Вечер. В штабе батальона все в сборе. Одни лежат на нарах с цигаркой во рту, о чем-то думают, устремив свой взор на черный потолок. Другие за столиком пишут письма.

— Может, последнее, — говорит лейтенант Бедов, поправляя спустившиеся на лоб пряди волос. — И не хотелось бы так думать, а там черт его знает... Уж лучше сейчас быть готовым ко всему, — продолжал рассуждать помкомбата, бережно складывая письмо треугольником.

С парторгом Лантухом разбираемся в полевых сумках.

Глубокое молчание.

— Люди помыты, пострижены, побриты, — говорю я Лантуху. — Мы в бане тоже помылись, а побриться не успели. Давай-ка приведем себя в порядок.

— Ты прав. Вот когда будем в Москве, побреемся в столичной парикмахерской и обязательно у девушки, чтобы она массаж своими нежными ручками сделала, — говорит вдруг парторг.

— Сейчас как-нибудь обойдемся сами, — проводя лезвием по подбородку, откликаюсь я на его лирические высказывания...

Четыре часа. Все на ногах. Связные обходят роты.

— Ну, друзья, собирайся в поход! — обратился комбат. Он натягивает на себя поверх полушубка новенький, снежной белизны маскировочный халат, побеленную каску.

Следуя его указаниям, надеваем и мы маскхалаты, поправляем ремни с пистолетами, только что полученные новые кортики. В полевую сумку вместе с блокнотом, полевой картой вкладываем лоскут полотенца, [142] мыло, коробочку с бритвенным прибором. Отряхнувшись, поправляем маскхалаты, держа в руках ушанки. Многие надели каски.

Обнимаем друг друга, даем взаимную клятву:

— Не подведем!

Медленно движемся на исходные позиции. Впереди в темную непроглядную ночь беспрестанно взлетают ракеты. Бойцы занимают траншеи. Разрешаем последний перекур. Протискиваюсь по траншеям, чтобы еще раз проверить готовность в ротах. Довольный солдатской бодростью, я проползаю на четвереньках в тесный с низким настилом КП.

— Роты готовы, комбат!

— Добре, комиссар, — так уж по традиции называет он меня.

Шли последние минуты знакомого напряженного ожидания.

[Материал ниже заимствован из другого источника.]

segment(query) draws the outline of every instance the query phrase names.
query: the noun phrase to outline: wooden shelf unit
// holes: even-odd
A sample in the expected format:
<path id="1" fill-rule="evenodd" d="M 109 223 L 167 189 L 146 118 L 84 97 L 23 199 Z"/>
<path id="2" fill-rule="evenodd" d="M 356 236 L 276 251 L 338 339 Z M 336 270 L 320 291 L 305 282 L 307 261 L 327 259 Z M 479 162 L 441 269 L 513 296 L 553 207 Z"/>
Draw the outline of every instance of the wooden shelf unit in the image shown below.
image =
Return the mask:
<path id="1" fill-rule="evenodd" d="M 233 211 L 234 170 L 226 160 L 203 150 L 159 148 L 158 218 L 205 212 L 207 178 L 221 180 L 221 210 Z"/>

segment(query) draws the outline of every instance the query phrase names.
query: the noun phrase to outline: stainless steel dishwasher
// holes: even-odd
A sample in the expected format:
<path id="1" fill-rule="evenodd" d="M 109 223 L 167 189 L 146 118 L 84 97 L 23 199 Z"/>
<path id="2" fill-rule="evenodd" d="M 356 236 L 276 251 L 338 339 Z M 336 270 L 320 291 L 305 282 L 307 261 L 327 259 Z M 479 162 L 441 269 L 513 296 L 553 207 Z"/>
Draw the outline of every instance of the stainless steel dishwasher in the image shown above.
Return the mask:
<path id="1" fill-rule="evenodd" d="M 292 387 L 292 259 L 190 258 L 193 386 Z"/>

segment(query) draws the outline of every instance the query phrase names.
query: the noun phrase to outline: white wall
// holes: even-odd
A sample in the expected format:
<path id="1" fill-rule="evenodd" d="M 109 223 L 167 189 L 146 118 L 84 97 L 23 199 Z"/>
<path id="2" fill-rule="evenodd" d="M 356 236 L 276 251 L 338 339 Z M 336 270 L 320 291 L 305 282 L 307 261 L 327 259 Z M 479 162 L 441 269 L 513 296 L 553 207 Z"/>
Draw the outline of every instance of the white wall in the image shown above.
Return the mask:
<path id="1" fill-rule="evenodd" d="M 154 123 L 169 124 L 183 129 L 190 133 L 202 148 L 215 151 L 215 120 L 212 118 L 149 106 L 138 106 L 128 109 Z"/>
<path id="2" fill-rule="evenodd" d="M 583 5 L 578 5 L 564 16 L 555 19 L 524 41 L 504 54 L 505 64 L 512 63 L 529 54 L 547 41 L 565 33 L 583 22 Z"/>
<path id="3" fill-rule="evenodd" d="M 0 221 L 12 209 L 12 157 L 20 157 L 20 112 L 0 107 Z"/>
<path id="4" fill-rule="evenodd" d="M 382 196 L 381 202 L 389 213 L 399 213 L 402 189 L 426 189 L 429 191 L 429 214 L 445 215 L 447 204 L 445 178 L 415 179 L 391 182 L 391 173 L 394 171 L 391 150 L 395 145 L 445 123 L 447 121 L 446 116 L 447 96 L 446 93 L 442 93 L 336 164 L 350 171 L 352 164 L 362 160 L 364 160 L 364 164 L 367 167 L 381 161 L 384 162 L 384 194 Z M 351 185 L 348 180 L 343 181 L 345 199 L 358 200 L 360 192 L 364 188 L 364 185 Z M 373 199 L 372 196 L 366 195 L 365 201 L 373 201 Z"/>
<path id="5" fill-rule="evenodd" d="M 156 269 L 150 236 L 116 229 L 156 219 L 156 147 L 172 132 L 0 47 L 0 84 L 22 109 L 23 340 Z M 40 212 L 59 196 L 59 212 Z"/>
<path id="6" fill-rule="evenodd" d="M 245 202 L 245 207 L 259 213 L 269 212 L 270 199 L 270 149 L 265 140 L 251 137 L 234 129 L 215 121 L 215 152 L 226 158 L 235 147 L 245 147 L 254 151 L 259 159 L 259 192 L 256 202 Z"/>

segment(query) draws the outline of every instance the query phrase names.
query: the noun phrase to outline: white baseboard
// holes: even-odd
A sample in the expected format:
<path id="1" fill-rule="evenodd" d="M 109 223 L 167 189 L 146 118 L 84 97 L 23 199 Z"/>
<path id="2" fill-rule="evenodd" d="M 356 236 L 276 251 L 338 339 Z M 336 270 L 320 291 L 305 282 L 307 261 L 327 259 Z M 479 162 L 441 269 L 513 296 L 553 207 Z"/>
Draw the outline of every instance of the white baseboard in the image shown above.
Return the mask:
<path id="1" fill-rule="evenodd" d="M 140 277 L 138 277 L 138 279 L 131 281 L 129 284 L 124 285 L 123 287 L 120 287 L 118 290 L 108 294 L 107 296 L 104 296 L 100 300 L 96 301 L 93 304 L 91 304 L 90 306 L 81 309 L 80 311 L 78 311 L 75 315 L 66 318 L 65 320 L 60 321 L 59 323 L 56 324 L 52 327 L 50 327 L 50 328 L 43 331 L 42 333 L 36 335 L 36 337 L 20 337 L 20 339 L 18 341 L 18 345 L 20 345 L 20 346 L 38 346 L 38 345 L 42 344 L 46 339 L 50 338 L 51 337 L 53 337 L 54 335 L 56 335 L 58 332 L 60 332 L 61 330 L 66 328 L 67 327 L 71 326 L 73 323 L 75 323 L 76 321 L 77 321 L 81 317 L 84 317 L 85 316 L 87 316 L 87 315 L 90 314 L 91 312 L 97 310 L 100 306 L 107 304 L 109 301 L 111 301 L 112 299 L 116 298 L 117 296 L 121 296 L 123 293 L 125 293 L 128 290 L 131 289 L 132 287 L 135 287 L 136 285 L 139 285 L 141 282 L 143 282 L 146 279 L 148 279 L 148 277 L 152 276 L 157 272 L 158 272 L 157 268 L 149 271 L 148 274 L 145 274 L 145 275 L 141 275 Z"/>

Комбат Швыдченко посмотрел на ручные часы. Скоро шесть.

В это время морозный воздух огласился мощным залпом орудий. Земля задрожала. Началась артиллерийская обработка переднего края врага. Море огня. Выстрелы и взрывы перешли в сплошной несмолкаемый гул. Небо озарилось каскадами вспышек, громовыми раскатами «катюш».

В сторону врага взлетают три красные ракеты. Следя взглядом за их взлетом, комбат кричит начальнику штаба:

— Пускай!

Начальник штаба только этого и ждал. С азартом дает выстрел из ракетницы. Красной змейкой взвилась маленькая комета. Вслед ей последовал свисток-сигнал к наступлению. Пехота заколыхалась. Доля минуты какого-то оцепенения. Политруки — это их [143] долг — первыми выскакивают из траншеи с возгласами:

— За Родину!

За ними устремляются бойцы. Вот они кубарем скатываются по снежному склону и медленно растекаются по полю.

Впереди окутанные дымом и снежной пылью, с гулом спешат танки. Они сминают колючие ограждения, окопные бугры. Грохот артиллерии нарастает. Грузно летят бомбардировщики.

Штурм вражеской позиции начался.

На КП батальона резкий зуммер.

— Двинулись? — справляются из полка.

— Уже, уже, товарищ командир! — не без волнения отвечает комбат.

По колени в снегу перебежками и ползком передвигаются воины. Перебираясь через брустверы вражеских окопов, через трупы фашистов, бойцы идут дальше и дальше, следом за валом огня артиллерии.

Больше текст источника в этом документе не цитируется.